Vacancy is no longer high in the 82,400-unit Oklahoma City apartment market, and rents are beginning to surge. The second quarter 2012 vacancy rate is 6.3%, down 40 basis points from the prior quarter and 120 from a year earlier. The Class A rate was just 4.0%, compared with 7.2% for Class B/C properties. The quarter’s overall net absorption of 333 units brought the half-year total to 882, compared with just 318 new units completed. Reis predicts a similar net absorption total for the second half of 2012, and an annual total of 1,675 for the year.
A total of 152 units were absorbed in July and August, but the vacancy rate remained at 6.3% as the 184-unit Villas at Summit Pointe completed construction in south Oklahoma City. The 228-unit Level Urban apartments followed in east central OKC in October, and thanks to ongoing new supply the vacancy rate is forecast to remain above 6.0% through year-end 2012. Despite slowing demand, the rate is forecast to eventually level off at about 5.5% as new supply slows as well.

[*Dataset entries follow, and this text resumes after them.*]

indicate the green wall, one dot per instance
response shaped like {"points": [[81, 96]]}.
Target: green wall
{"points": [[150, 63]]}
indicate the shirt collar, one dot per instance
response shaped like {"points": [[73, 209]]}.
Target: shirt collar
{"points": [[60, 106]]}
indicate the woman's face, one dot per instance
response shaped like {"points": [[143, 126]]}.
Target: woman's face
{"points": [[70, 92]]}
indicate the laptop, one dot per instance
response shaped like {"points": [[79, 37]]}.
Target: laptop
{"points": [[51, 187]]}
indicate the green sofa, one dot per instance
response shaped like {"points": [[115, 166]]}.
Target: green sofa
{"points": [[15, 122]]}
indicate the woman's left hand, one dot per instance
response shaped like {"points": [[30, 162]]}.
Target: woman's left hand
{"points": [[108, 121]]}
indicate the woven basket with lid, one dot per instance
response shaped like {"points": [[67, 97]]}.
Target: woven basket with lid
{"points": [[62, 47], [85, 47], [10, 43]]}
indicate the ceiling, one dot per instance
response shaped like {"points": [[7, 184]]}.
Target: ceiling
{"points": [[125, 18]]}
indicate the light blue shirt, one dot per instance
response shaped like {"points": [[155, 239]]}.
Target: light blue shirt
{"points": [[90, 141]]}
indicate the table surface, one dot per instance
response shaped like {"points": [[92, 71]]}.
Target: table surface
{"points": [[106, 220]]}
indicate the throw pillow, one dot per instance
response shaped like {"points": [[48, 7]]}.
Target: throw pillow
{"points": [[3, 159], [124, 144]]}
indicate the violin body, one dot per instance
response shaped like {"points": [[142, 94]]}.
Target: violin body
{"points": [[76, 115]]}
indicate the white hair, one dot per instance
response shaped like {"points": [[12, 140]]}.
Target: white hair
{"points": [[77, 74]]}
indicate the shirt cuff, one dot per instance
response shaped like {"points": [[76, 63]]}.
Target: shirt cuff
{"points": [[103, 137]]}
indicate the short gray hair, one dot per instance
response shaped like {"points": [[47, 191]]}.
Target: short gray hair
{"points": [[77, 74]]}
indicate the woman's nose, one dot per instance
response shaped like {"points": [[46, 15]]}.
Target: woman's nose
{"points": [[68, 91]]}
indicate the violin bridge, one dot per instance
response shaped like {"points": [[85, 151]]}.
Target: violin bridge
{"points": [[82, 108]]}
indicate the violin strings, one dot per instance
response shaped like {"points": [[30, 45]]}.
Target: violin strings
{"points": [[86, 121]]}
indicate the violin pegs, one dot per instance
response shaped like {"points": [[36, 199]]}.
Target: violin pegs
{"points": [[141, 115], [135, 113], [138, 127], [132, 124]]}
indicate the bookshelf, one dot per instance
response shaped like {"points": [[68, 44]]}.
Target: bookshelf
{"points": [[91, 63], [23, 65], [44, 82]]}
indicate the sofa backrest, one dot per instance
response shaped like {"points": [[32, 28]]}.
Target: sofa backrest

In the second quarter the average asking rent increased 1.1% to $576 per month, with the average effective rent up 1.4% to $555 per month. Gains of 0.3% for each followed for July and August combined, and Reis predicts increases of 4.0% and 5.0% for all of 2012. That would the second largest effective rent gain Reis has recorded in a database going back to 1999, but given how low rents are the strain on tenants would be limited. The effective average is forecast to rise by about 4.5% in each of the subsequent three years. The second quarter 2012 asking average, meanwhile, was $710 per month for Class A units and just $518 per month for Class B/C units.
Sperry Van Ness reports “the Oklahoma City multifamily market continued its bullish run in the first half of 2012 with sales comps hitting $100,000 a unit again for the first time since 2008.”